New Delhi: Global agency Standard and Poor's (S&P) on Wednesday lowered India's rating outlook to negative and warned of a downgrade in two years if there is no improvement in the fiscal situation and the political climate continues to worsen.

The lowering of outlook from stable (BBB+) to negative (BBB-) is expected to make external commercial borrowings expensive for Indian Inc. It may also have implications for the capital market.

"The outlook revision reflects our view of at least a one-in-three likelihood of a downgrade if the external position continues to deteriorate, growth prospects diminish or progress on fiscal reforms remains slow in a weakened political setting" said S & P's credit analyst Takahira Ogawa in a statement.

BBB- is the lowest investment grade rating. Commenting on the rating action, Jagannadham Thunuguntla, strategist and head of research at SMC Global Securities, said "Indian (new) sovereign rating is just one step away from junk bond status...Somehow I feel the dream of India growth story is coming to an end".

The negative outlook, the rating agency further said, signals likelihood of the downgrade of India's sovereign within the next 24 months. "A downgrade is likely if the country's economic growth prospects is dim, its external position deteriorates, its political climate worsens, or fiscal reforms slow", it said.

The lowering of rating outlook comes despite Finance Ministry pitching for an upgrade at the recent round of meetings between the officials and representatives of the S&P.

S&P's rating action provides timely warning: Pranab
Meanwhile, terming Standard and Poor's decision to lower India's credit rating outlook to negative as a "timely warning", Finance Minister Pranab Mukherjee on Wednesday said there is no need to panic as the government is committed to economic reforms.

"I am concerned but I don't feel panicky because I am confident that our economy will grow at 7 percent, around 7 percent if not plus. We will be able to control fiscal deficit and it will be around 5.1 percent", he told reporters here.

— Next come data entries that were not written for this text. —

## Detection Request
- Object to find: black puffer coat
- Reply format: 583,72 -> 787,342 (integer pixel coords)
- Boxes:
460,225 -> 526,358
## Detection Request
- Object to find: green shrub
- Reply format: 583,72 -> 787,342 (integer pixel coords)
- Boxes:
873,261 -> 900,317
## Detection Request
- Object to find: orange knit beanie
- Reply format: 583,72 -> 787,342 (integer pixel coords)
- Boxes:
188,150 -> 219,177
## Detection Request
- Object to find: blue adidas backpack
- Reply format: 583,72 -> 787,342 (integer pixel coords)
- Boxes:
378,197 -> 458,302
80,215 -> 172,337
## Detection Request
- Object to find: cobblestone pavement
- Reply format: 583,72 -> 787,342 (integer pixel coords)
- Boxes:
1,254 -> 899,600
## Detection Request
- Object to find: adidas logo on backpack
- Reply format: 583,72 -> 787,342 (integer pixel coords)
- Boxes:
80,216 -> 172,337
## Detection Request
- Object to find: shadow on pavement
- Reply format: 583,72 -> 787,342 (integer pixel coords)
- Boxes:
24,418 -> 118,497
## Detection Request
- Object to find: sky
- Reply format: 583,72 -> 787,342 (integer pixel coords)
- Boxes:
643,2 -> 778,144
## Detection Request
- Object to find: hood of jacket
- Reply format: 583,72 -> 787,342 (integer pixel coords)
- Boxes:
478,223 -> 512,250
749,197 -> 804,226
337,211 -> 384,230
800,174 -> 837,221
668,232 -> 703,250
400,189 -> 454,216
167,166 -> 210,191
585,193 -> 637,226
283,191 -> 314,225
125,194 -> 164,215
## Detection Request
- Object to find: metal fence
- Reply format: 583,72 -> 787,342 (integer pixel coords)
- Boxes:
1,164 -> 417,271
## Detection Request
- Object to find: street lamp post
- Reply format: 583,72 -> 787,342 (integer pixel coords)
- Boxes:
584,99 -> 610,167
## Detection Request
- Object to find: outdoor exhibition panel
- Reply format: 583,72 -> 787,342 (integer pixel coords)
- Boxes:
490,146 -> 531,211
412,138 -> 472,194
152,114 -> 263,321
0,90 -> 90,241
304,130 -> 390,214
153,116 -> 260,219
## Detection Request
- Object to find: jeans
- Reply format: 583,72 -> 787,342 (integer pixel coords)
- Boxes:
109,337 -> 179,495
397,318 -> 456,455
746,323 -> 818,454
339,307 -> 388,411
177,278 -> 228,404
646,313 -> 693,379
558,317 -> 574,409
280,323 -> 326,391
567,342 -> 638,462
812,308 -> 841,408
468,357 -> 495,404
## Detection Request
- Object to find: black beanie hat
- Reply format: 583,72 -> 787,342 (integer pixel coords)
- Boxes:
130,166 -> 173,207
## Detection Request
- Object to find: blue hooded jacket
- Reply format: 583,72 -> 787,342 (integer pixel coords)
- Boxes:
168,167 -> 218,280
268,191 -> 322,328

The Minister, however, said that government will take note of the S&P's decision to lower India's rating outlook to BBB- (the lowest investment grade rating) and work for achieving higher economic growth.

"So economic reforms will be on track. The reform process and necessary administrative decisions required to ensure that fiscal deficit is retained at projected level (will be taken).

"We should continue to work for higher GDP... We will take note. It is a timely warning", the Minister said.